Under the Stars
Under the Stars opens with a sharp snap of black pepper that feels brisk and immediate, like stepping into cold night air.
The scent fingerprint
Weighted by intensity across 8 accords.
Every perfume in Sillage is represented as a distribution across canonical accord slugs — a lingua franca for scent. Two fragrances with overlapping fingerprints are scent-twins, even if they share no literal note.
- Leather75
- Warm Spicy65
- Balsamic60
- Amber
The note pyramid
- Black Pepper
- Leather
- Labdanum
By the editors · 2 min readUnder the Stars opens with a sharp snap of black pepper that feels brisk and immediate, like stepping into cold night air. The leather arrives quickly—smooth and slightly smoky, with none of the medicinal harshness some leather notes carry. It sits close to the skin, warm but never heavy.
As it settles, labdanum rounds everything out with a resinous sweetness that keeps the composition from turning austere. The pepper fades but never disappears entirely, leaving a subtle prickle beneath the leather's surface. The overall effect is intimate and slightly austere, like a worn jacket over bare skin.
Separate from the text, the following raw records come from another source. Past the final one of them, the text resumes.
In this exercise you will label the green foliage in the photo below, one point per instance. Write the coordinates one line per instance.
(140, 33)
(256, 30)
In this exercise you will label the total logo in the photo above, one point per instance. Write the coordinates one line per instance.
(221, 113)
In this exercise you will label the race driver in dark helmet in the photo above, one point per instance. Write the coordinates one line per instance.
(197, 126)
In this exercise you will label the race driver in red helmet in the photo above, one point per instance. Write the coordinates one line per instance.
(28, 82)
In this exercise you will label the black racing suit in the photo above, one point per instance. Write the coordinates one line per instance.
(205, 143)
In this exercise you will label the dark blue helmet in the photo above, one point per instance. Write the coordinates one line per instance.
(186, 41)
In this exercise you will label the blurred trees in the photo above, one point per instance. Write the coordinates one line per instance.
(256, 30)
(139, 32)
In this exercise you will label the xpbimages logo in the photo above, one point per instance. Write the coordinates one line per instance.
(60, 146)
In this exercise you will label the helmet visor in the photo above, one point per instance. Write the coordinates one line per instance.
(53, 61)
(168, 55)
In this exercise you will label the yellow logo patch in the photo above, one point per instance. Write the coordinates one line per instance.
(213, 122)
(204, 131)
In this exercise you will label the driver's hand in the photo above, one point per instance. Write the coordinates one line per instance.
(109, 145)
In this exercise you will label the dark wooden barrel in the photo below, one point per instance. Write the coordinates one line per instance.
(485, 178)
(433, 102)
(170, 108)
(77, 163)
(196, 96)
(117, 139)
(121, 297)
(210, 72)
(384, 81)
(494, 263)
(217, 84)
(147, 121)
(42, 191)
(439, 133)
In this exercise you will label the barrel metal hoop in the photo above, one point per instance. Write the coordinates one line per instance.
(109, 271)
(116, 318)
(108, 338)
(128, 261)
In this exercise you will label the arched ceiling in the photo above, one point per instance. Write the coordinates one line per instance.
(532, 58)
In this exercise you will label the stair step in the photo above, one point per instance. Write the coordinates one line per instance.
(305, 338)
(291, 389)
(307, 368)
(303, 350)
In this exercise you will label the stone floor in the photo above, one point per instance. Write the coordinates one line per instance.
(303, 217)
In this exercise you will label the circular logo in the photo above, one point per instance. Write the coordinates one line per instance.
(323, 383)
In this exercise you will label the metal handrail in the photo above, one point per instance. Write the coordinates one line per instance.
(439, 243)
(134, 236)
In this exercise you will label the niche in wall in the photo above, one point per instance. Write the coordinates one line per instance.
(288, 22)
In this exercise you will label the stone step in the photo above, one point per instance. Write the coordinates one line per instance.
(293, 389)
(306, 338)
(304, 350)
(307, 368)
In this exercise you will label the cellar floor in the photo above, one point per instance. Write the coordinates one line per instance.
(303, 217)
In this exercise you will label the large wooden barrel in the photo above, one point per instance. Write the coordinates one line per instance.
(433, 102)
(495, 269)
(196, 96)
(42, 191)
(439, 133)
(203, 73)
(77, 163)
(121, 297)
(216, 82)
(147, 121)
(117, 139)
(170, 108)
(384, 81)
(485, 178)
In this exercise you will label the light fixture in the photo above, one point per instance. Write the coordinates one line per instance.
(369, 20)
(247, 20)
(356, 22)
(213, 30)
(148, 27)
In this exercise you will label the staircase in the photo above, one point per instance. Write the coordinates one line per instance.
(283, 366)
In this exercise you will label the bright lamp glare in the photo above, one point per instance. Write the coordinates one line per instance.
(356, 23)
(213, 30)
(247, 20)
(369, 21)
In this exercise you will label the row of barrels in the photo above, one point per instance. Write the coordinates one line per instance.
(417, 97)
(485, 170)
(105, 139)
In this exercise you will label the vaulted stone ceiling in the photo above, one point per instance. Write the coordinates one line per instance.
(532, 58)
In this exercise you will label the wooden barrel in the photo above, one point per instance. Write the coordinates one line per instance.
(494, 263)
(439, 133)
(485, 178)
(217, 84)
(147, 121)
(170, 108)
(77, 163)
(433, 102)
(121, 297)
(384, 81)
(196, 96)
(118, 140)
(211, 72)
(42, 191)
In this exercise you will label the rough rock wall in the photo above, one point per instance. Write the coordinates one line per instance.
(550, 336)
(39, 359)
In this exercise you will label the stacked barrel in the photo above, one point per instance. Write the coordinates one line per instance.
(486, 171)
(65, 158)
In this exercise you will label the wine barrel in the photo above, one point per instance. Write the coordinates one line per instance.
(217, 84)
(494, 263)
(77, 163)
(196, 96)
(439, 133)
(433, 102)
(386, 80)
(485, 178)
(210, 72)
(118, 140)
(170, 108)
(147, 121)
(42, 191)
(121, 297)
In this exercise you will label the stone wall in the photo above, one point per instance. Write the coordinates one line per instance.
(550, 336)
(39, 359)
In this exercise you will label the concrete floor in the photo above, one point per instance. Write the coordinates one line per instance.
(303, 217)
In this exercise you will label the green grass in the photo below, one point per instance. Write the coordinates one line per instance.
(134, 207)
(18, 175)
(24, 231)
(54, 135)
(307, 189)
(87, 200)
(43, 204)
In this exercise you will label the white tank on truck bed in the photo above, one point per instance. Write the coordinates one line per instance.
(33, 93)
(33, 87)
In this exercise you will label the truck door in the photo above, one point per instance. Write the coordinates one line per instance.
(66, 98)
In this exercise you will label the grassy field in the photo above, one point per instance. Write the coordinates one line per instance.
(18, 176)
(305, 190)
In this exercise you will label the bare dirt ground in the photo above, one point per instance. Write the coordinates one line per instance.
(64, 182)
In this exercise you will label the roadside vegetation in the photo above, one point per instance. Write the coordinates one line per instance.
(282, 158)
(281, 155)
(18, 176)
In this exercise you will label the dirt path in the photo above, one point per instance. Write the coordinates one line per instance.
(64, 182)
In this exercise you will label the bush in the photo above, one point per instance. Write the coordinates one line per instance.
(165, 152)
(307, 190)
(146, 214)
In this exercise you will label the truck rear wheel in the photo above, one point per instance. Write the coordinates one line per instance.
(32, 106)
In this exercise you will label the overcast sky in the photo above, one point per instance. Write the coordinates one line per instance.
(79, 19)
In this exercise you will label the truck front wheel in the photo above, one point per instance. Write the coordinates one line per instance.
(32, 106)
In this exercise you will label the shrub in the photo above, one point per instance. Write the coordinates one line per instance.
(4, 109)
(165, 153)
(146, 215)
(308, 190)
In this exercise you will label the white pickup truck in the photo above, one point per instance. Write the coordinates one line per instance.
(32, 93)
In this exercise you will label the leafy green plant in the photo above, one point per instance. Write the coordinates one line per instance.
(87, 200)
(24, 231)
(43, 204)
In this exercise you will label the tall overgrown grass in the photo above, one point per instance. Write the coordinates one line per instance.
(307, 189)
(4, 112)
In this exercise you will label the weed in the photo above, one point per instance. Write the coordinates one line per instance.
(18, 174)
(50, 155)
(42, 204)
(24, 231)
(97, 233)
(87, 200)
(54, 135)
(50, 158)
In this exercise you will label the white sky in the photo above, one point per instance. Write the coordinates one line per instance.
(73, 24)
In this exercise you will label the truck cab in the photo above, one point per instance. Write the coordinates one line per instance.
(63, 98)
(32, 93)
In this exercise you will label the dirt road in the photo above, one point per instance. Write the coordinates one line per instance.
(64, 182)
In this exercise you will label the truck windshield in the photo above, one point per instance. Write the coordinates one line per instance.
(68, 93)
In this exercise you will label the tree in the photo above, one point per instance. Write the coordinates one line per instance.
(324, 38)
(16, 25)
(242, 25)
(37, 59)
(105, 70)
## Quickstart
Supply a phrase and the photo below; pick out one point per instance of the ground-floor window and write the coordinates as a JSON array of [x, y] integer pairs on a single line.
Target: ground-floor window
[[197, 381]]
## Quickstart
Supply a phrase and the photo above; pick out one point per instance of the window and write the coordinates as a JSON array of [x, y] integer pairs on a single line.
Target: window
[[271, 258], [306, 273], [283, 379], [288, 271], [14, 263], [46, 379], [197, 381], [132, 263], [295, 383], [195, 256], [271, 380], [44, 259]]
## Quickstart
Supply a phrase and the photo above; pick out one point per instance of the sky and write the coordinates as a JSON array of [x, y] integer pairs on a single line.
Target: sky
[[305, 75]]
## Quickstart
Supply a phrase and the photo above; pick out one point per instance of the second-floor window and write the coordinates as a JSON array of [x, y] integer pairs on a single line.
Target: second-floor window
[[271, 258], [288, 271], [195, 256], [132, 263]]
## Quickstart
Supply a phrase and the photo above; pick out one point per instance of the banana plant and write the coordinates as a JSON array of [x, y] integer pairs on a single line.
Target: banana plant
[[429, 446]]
This wears best in cooler weather on someone who prefers quiet intensity to projection. It's minimal in the way Margiela designs clothes—stripped down, precise, a little enigmatic. The kind of fragrance that makes people lean closer rather than announcing itself across a room.
Scent twins
Factual metadata (name, house, year, notes) is seeded from public datasets. The editorial reading and scent fingerprint are written by Claude against our house style — none of it is scraped prose. Read our methodology.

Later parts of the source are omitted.